In the Kurd-controlled camps, women and children are even more at risk and are very prone to radicalisation. Radicalised women tend to impose strict rules over the lives of other refugees in the camp and violently threaten those willing to return and register on repatriation lists.
In addition, a World Vision 2022 report found that 34% of children in the camps said they had experienced at least one form of violence with 9% saying the abuse was sexual. Another 32% were married at an early age, 58% of boys said they were involved in child labour, with 49% of girls saying the same.
The report found that 95% of women said they felt hopeless and had no access to mental health support, healthcare or protection with some even resorting to suicide, and 83% of children said they were in need to safe spaces and protection.
World Vision recommended that women and children be prioritised in the camps in terms of humanitarian efforts.

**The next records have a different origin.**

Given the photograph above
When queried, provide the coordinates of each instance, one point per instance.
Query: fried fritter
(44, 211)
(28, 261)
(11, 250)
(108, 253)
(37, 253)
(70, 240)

“These women and their children face chronic and high levels of violence, including neglect, verbal, physical and sexual abuse, as well as child marriage and child labour. Boys are especially at risk of recruitment into armed groups, and later radicalisation,” the report noted.
Key recommendations from the organisation, include more action from home countries and quicker repatriation processes.
“Many security experts agree that any security risk can be better managed if those in the camps are repatriated to their home countries in a controlled manner,” Christophe Paulussen, an international law expert at the Asser Institute and the International Centre for Combating Terrorism in The Hague, told EURACTIV.
“These children are in hotbeds of radicalization at the mercy of Daesh,” Foreman warned.
“While repatriations seem to be accelerating in Europe, the question now arises as to whether to return children whose mothers do not want to return: whether or not to bring them back to their home countries and make these children “the foolish choices of their mothers? ” asked Riviere.